Hey everyone. My name’s Cory Baldwin and I’m the Content Director here at The MB3 Empire. If you’re reading this, then you’ve probably been around here for a minute and have, more than likely, received an email from me.
Over at our store, 19th, we have a good amount of niches that we cover and they all get individual emails every week. This comes out to around fifteen unique emails that are sent out to our current buyers on a weekly basis.
This week was a fun one for me because I have finally done enough split testing to really analyze what does and doesn’t work. I’m not done with my split testing (and never will be), but I’m starting to feel confident with my emails.
If I went into full detail, this could turn into a couple-thousand word case study, so I’ll give you the highlights!
The first thing I learned is that at the base of everything, it doesn’t matter what you write. If the consumer likes your product, they’re going to buy your product. As long as you’re putting effort into the email, you’re on the right track. However, there are some good ways to make it look pretty.
My favorite thing to test (for no particular reason) was whether the color of the product’s URL influenced whether the consumer would click through more. My constant variable was a blue URL. In every split test, one was blue and the other was a different color of my random choosing (i.e. red, purple, yellow, green).
While a couple products had consumers who favored the colored URLs, the majority garnered more clicks from the standard blue URL. There were a couple exceptions that I found interesting.
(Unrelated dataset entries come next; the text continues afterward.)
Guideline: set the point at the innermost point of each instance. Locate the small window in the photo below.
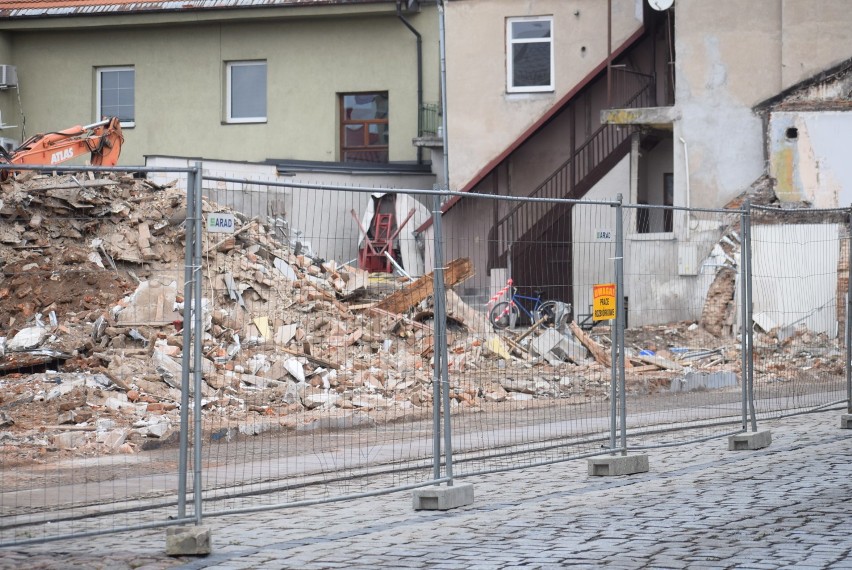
(529, 54)
(246, 92)
(657, 220)
(115, 90)
(364, 129)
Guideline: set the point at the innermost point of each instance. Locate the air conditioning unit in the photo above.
(8, 76)
(8, 144)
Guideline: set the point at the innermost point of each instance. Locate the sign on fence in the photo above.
(220, 223)
(604, 302)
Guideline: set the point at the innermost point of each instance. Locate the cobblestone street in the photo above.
(700, 506)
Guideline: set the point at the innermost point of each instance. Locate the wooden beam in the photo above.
(597, 350)
(400, 301)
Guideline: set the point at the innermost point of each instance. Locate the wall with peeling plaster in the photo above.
(731, 55)
(813, 166)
We have a Jurassic Park shirt in our Graduation collection. It’s a black shirt with a red outline of a dinosaur from the movie. I randomly decided to test a red URL with this product and it received twice as many click-throughs than the blue URL. The color of the URL matched the theme of the shirt.
This happened again with a black and green turtle shirt. The green URL beat out the blue URL. I’m going to test this next week to see if this was just a lucky test or if it actually has any merit.
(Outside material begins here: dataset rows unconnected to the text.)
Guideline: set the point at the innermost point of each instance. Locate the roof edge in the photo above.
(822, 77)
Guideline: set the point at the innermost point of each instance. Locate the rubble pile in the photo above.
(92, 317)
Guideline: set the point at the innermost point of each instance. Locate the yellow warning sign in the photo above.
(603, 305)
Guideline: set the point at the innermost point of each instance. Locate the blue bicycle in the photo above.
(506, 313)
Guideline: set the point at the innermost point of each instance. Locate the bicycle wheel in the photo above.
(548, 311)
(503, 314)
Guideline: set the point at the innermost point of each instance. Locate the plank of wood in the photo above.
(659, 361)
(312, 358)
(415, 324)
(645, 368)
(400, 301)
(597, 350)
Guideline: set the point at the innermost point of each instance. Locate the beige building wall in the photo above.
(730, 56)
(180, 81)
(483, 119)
I tested a list of other things as well, but they all get subjective depending on who your audience is. My main takeaway is that you need to find your audience and cater to them as best as you can. Start to split test and note what they like. If it’s anything like my experience, you should see a gradual shift in content from your first email to your later ones.
UPDATE: I recently took out all of the pictures, buttons, and glamour in my emails. All that’s left is text greeting the consumer and briefly explaining the product as well as a link to the product. There isn’t even a product image. This helps. I’ve seen a slight boost in the number of opens and a significant increase in the number of link clicks. I was determined to win them over with creativity and learned that I just need to be simple. So it goes.